All of the sudden, with tweaks to just a couple of parameters, you've created an entirely new business model---a model I've never seen in practice.  It's essentially like a video rental store, except with books.  Surely there's a reason this is illegal :-)  I know there are a lot of people like myself that view the main utility in books as devouring them and have considerably less use for owning them long term.  I'd love to be able to effectively rent a new book for 3 days for $3 or so, read it, and return it so the next person in the queue could do the same.  It also seems that if you could obtain books near their wholesale or sale price, there'd be plenty of profit margin in the business. 
So why is it that this business model essentially doesn't exist?  Certainly it would be profoundly disruptive, but doesn't there exist a doctrine of the first sale?
Seems to me such an establishment could also do a groupon like thing where they'd purchase a copy of a book if N people agreed to check it out. So where is the hidden barrier to entry?
Of course, like most of my offerings, this is yours to use in any way you like---even claiming it is your original idea and gaining social status or fantastic amounts of money.


TJIC said...

> Surely there's a reason this is illegal :-)

Speaking as someone who was in court as recently as ... this morning ... on a First Sale Doctrine case, let me say that it's NOT illegal to rent books, video games, etc.

There is a carve out: it is illegal to rent audio material, and software which "as a normal mode of operation" installs itself on a target computer...but other software (such as games) can be legally rented (as you mention).

Jehu said...

So what's the barrier to entry? Surely there is one, or we'd see book rental kiosks in places like Costco.

Anonymous said...

It's actually starting:

Jehu said...

Very happy to hear it. Hopefully it'll catch on, as it has the potential to be a profoundly disruptive technology.

Hail said...

The joy of the library, to me, is in walking down the aisles, finding a long-forgotten book on a dusty shelf about a fascinating topic, taking it out, bringing it to the table, opening it up, and starting to absorb the knowledge in it.

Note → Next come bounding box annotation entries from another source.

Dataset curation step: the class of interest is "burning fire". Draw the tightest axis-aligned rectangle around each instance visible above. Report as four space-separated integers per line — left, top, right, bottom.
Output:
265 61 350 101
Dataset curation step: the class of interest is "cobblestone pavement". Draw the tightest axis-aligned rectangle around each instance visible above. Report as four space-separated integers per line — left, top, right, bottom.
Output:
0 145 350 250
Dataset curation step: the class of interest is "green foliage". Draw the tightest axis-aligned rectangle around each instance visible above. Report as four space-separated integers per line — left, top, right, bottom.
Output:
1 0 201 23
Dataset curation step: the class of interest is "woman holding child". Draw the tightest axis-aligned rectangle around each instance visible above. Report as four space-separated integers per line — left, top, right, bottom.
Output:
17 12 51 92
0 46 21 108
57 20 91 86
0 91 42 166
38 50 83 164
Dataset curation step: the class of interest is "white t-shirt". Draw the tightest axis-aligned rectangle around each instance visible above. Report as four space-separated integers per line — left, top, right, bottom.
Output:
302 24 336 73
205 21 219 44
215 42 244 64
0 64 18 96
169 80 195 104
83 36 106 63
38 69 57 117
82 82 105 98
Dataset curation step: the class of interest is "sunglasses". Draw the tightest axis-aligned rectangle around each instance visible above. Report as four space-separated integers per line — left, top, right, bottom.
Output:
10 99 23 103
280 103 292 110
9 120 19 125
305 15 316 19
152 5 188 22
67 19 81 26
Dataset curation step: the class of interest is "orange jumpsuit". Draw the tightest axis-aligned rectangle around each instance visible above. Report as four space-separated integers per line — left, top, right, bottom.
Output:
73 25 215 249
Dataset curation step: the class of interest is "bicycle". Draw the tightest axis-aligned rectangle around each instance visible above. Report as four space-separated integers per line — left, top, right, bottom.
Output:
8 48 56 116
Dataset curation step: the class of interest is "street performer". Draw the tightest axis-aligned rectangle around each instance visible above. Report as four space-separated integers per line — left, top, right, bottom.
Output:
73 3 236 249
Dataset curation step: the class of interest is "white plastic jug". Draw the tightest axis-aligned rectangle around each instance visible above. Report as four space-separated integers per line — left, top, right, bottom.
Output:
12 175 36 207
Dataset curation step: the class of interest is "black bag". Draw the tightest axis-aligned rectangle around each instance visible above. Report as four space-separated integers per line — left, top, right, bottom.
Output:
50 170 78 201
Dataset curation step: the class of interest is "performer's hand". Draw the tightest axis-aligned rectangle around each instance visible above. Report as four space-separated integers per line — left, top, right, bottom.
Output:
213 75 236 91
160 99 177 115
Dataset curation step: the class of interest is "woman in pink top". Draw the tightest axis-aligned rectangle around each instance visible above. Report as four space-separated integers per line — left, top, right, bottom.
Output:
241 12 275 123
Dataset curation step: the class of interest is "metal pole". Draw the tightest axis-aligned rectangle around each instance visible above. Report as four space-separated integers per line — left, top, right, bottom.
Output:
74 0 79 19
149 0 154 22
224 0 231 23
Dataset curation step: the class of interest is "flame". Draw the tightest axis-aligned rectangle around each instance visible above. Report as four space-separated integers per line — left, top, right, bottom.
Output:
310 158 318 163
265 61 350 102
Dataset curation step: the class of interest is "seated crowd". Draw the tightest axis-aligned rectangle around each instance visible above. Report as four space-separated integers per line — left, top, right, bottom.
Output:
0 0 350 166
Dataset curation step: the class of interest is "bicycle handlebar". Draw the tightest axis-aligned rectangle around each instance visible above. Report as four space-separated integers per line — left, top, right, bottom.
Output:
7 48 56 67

It is an intellectual adventure, I've always felt.

There is really no market for intellectual adventure.

A profit-based library, or book-rental store, which orders books based on demand, would have to cater to what people want -- even more than libraries do now. Imagine endless shelves of trash romance novels for the women. *Shudder*. The likes of "Why Liberals are Dumb and Won't Admit It" by Ann Coulter winning out over Emerson and Thoreau, to say nothing of arcane histories written 80 years ago.

There are people like me, who are interested in books that are not necessarily popular. In theory, a small group of us could put our names on a list to compel this for-profit library to order them. There are two principal problems: (1) I don't know what those books are, "yet". Some of the most significant books I've ever read, I found by chance at a library in the manner above-described. (2) Putting our names on a list would create a record of who is interested in what. Libraries do this anyway, I guess, for what you check out, but not for what you peruse in the library itself. With the for-profit library model, which buys books based on consumer demand, "the record" is almost inherent. Something like your politics could easily stand out. (Am I remembering it right that the U.S. govt decreed that library records were now fair-game for Federal investigations?).

Jehu said...

Such a business model wouldn't really compete much with conventional libraries---where it would be profoundly disruptive would be with existing bookstores, Amazon, and the like. I understand what you speak of---the hunting expedition for something interesting, not knowing what you might find. Therefore I have a boon for you today.

Project Gutenberg Australia. Australia apparently has shorter copyright terms than does much of the rest of the Anglosphere. It has some really good stuff just awaiting your perusual and download. Lots of stuff that is profoundly reactionary without being 'about' reaction, written in the 1930s and before. Google books has quite a bit too, and between them they have a far greater number of dusty tomes than does any local library.

Hail said...

Well, Jehu, if only now I could get past my distaste for reading on a screen. It rather spoils the fun!

Jehu said...

My wife asked for, and received a Nook for her birthday this year. The UI on it is truly nice. Perhaps you could consider one?